Aku hanya tersenyum, tak mau membalas perkataan dari Debi. Jika aku membalas perkataan cewek itu, maka aku yang akan kalah. Dan ujung dari pembicaraan kita yang tak sependapat adalah adanya pertengkaran yang dapat membuat kami menjadi gila.

Bel pulang sekolah sudah berbunyi, aku segera membereskan peralatan sekolahku. Ingin rasanya aku segera pergi dari tempat ini, pergi menjauh dari Sendy. Namun rasanya aku tak bisa, sama saja aku membohongi perasaanku. Aku mulai mencintainya, aku mulai menyukainya, aku mulai menyayanginya. Setelah semua perjuangan yang telah Sendy berikan kepadaku selama 2 bulan terakhir ini.

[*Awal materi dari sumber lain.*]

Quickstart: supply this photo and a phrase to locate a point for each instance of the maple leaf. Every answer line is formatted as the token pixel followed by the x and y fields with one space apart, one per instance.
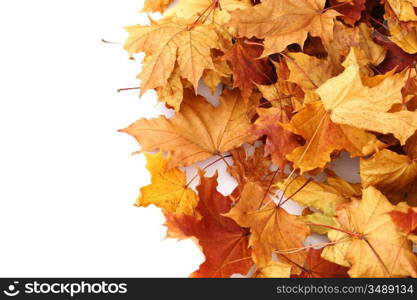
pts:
pixel 198 131
pixel 168 189
pixel 217 10
pixel 323 137
pixel 273 269
pixel 395 58
pixel 285 22
pixel 325 197
pixel 250 168
pixel 349 102
pixel 279 141
pixel 350 9
pixel 317 267
pixel 368 242
pixel 156 5
pixel 225 244
pixel 309 72
pixel 406 221
pixel 272 228
pixel 169 43
pixel 388 171
pixel 404 9
pixel 172 92
pixel 248 70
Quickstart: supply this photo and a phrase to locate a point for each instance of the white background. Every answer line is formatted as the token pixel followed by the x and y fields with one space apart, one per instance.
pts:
pixel 67 179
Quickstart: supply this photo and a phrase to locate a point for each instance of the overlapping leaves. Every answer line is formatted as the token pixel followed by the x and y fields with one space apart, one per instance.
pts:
pixel 301 82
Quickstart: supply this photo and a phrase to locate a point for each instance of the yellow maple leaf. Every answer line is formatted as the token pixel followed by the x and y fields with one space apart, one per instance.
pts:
pixel 388 171
pixel 323 137
pixel 349 102
pixel 318 195
pixel 169 43
pixel 168 189
pixel 273 269
pixel 272 228
pixel 156 5
pixel 368 241
pixel 285 22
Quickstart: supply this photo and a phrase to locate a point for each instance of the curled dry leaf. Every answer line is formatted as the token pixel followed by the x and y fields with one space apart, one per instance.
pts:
pixel 224 243
pixel 300 82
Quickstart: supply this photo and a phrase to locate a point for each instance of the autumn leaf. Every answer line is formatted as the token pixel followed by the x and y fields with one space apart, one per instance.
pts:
pixel 170 43
pixel 406 221
pixel 323 137
pixel 309 72
pixel 156 5
pixel 279 141
pixel 349 102
pixel 350 9
pixel 273 269
pixel 368 241
pixel 272 228
pixel 285 22
pixel 248 70
pixel 251 168
pixel 198 131
pixel 225 244
pixel 168 189
pixel 396 59
pixel 388 171
pixel 317 267
pixel 325 197
pixel 307 88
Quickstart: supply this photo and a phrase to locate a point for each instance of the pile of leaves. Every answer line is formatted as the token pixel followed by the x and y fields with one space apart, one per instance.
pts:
pixel 305 81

Rasanya aku sangat berharga di dalam kehidupannya. Rasanya aku adalah bagian dari hidupnya. Ketika sahabat sahabatku perlahan lahan pergi dari hidupku, Sendy selalu ada menemaniku.

Hingga akhirnya ia menyatakan perasaannya kepadaku. 5 hari yang lalu, tepatnya hari rabu kala itu, selepas pulang sekolah di lapangan sekolah. Aku pun terkejut akan hal itu, semua saksi mata melihat itu.